El objetivo es que el guardia nuevo nunca sienta que está a la deriva. Un supervisor atento en los primeros tres días vale más que cualquier bono de bienvenida.

Perfil del guardia en la app El perfil concentra documentos, capacitación y avances del onboarding, dejando constancia de que la inducción se completó.

Dejar constancia: el onboarding que se puede demostrar

Un onboarding que no queda registrado es un onboarding que, para efectos prácticos, no existe. Si mañana ese guardia comete un error grave, la empresa querrá poder mostrar que fue inducido, que recibió la consigna y que se le explicó el protocolo.

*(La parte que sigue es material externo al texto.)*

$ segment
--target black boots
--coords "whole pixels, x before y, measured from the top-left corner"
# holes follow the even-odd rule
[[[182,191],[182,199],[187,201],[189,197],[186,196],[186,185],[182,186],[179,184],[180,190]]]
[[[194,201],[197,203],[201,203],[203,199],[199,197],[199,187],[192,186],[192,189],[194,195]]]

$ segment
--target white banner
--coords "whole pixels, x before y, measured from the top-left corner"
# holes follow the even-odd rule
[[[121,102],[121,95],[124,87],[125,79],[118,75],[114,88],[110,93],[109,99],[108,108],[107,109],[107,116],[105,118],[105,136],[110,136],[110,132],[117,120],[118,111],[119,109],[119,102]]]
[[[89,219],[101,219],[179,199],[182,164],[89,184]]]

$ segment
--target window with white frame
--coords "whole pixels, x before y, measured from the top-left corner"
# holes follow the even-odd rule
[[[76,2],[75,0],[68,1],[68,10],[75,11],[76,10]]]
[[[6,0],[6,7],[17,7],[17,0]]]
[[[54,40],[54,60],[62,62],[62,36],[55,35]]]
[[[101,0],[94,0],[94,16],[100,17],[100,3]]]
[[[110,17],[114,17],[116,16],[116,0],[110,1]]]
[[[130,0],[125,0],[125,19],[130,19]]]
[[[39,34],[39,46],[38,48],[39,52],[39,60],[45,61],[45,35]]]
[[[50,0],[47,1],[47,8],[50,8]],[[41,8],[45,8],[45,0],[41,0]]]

Dejar constancia sirve para tres cosas:

  1. Estandarizar. Cuando el onboarding es una lista de pasos que se marcan como cumplidos, deja de depender de qué tan aplicado esté el supervisor ese día. Todos los guardias nuevos reciben lo mismo.
  2. Demostrar diligencia. Ante un cliente o una autoridad, el registro de que la persona fue capacitada respalda a la empresa.
  3. Detectar fallas. Si un guardia falla en algo que “debía” haberse cubierto en la inducción, el registro muestra dónde se rompió el proceso.

Cuando cada paso del onboarding queda documentado en el perfil de la persona, la inducción se vuelve verificable y repetible, no una promesa verbal.

El primer día bien hecho paga por años

El onboarding de nuevos guardias no es un trámite de bienvenida: es la base de la permanencia y de la calidad del servicio. Las primeras 72 horas —una inducción real, consignas claras, acompañamiento cercano y constancia de todo— determinan si esa persona se convierte en un guardia estable y bueno, o en una baja más del mes que viene.

Invertir en el arranque es barato comparado con volver a reclutar. Y un guardia que arrancó bien recibido rara vez olvida quién lo recibió.